How to connect to the OSM data pipeline

The platform's location intelligence system ingests point-of-interest (POI) data from OpenStreetMap via JSONL ingest files. Connecting to the OSM data pipeline means writing or adapting an ingest script that queries the Overpass API, producing a JSONL file in the platform's schema, and registering the ingest with the taxonomy configuration. This guide covers a single-chain ingest for a new retail or service category.

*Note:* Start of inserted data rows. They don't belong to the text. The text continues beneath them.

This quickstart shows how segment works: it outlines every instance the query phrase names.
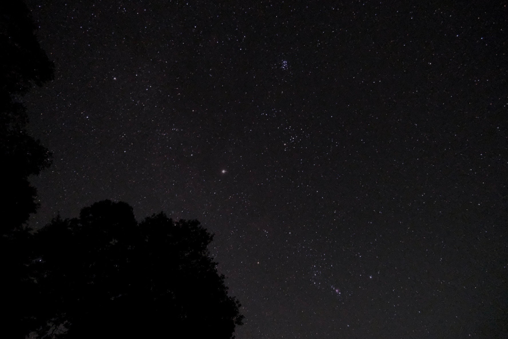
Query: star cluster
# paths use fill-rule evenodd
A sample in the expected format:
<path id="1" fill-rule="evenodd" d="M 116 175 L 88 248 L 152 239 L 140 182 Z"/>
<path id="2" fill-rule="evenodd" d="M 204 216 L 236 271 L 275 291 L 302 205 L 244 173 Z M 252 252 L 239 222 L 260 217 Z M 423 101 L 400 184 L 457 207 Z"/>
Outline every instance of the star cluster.
<path id="1" fill-rule="evenodd" d="M 24 99 L 53 153 L 30 225 L 104 199 L 199 219 L 238 339 L 502 336 L 488 2 L 30 0 L 56 67 Z"/>

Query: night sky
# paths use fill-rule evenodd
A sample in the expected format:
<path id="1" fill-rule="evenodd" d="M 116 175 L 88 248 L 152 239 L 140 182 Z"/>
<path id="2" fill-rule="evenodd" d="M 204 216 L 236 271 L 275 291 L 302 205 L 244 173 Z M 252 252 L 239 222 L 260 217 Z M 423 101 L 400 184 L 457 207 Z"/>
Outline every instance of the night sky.
<path id="1" fill-rule="evenodd" d="M 308 2 L 28 1 L 30 226 L 199 220 L 237 339 L 506 337 L 506 2 Z"/>

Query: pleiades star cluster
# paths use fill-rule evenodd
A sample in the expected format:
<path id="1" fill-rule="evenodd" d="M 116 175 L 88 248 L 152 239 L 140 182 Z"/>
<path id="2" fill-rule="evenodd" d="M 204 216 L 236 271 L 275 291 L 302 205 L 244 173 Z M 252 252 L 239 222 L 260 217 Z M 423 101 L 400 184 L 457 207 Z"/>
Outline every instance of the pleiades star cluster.
<path id="1" fill-rule="evenodd" d="M 28 5 L 32 227 L 198 219 L 237 339 L 508 336 L 505 2 Z"/>

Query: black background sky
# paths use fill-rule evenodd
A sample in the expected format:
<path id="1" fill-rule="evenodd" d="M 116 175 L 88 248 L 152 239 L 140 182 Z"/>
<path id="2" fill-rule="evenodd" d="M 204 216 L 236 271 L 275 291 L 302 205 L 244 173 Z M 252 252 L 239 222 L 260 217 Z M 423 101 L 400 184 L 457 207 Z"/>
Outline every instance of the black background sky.
<path id="1" fill-rule="evenodd" d="M 237 339 L 506 335 L 506 2 L 28 2 L 33 227 L 199 219 Z"/>

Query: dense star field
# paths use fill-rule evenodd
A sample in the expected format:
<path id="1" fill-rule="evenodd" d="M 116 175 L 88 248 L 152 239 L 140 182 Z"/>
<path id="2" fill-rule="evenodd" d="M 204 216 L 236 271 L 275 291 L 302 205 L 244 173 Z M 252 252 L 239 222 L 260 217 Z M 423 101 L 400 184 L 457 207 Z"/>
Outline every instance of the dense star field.
<path id="1" fill-rule="evenodd" d="M 28 2 L 30 226 L 198 219 L 237 339 L 506 337 L 505 3 L 248 2 Z"/>

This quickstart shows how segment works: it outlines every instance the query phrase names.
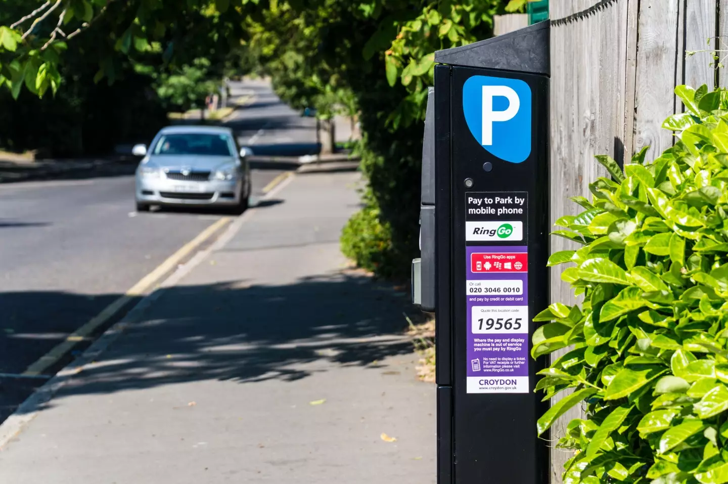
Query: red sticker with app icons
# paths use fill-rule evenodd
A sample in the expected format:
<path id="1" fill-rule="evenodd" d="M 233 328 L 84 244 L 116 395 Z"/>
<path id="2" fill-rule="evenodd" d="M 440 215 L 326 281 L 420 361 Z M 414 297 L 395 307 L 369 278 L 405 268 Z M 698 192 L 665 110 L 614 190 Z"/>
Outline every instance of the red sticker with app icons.
<path id="1" fill-rule="evenodd" d="M 470 255 L 471 272 L 526 272 L 528 270 L 529 255 L 525 253 L 475 253 Z"/>

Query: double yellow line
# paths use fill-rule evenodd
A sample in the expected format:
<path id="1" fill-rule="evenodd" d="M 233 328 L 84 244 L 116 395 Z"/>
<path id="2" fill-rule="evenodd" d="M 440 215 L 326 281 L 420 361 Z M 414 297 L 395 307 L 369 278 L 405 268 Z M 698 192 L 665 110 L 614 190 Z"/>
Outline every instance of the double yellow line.
<path id="1" fill-rule="evenodd" d="M 21 373 L 21 376 L 37 376 L 38 375 L 42 375 L 48 368 L 58 363 L 76 344 L 93 334 L 94 331 L 98 329 L 99 327 L 118 314 L 119 312 L 124 309 L 135 298 L 146 294 L 152 285 L 161 279 L 162 276 L 177 267 L 180 262 L 193 250 L 199 247 L 218 231 L 229 223 L 230 220 L 229 217 L 223 217 L 203 230 L 200 232 L 199 235 L 185 244 L 179 250 L 159 264 L 157 269 L 132 286 L 123 295 L 107 306 L 88 322 L 71 333 L 61 343 L 56 345 L 55 347 L 28 366 Z"/>

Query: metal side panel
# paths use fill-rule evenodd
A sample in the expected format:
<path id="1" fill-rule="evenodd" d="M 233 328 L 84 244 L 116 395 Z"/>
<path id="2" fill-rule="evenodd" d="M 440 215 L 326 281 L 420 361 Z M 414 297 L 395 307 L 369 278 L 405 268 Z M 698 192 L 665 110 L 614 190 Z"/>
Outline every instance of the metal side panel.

For the GIS engine architecture, see pointsav-gis-engine. For building a map from ingested cluster data, see build-a-colocation-map.

[edit]Prerequisites

Access to the app-orchestration-gis working directory (the pipeline scripts)
Python 3.9+ with requests available
Network access to the Overpass API (overpass-api.de or a local mirror)
A Wikidata Q-ID for the chain or category being ingested (look up at wikidata.org)

[edit]Step 1: Identify the Wikidata Q-ID

Every chain in the taxonomy is anchored to a Wikidata Q-ID. This provides a stable, language-neutral identifier for the entity. Look up the chain on Wikidata and record the Q-ID (e.g., Walmart: Q483551, IKEA: Q54078).

If the category has no single Wikidata entry, use a name-based query (name_query mode) rather than a Q-ID lookup.

[edit]Step 2: Write the ingest YAML

Create an ingest YAML file under service-business/ named <chain-name>-<country-code>.yaml:

chain: walmart-us
wikidata_id: Q483551
query_mode: wikidata    # or: name_query
name_query: null         # used only when query_mode: name_query
country_code: US
bbox: [-125.0, 24.4, -66.9, 49.4]   # bounding box for the country
output: service-business/walmart-us.jsonl
taxonomy_family: ALPHA_HYPERMARKET
taxonomy_tier: 1

For name_query mode (when Wikidata coverage is sparse), set query_mode: name_query and provide name_query: "Walmart". The ingest script performs a free-text name search in the Overpass API.

[edit]Step 3: Run the ingest script

Run the existing ingest script with the new YAML:

python3 app-orchestration-gis/ingest-chain.py service-business/walmart-us.yaml

The script queries the Overpass API, filters results by the bounding box and country code, and writes JSONL records to service-business/walmart-us.jsonl. Each record contains: name, lat, lon, wikidata_id, chain, country, taxonomy_family, taxonomy_tier.

Typical record counts: dense urban chains produce 500–2,000 records; national hypermarket chains produce 100–500; specialty retailers produce 50–200.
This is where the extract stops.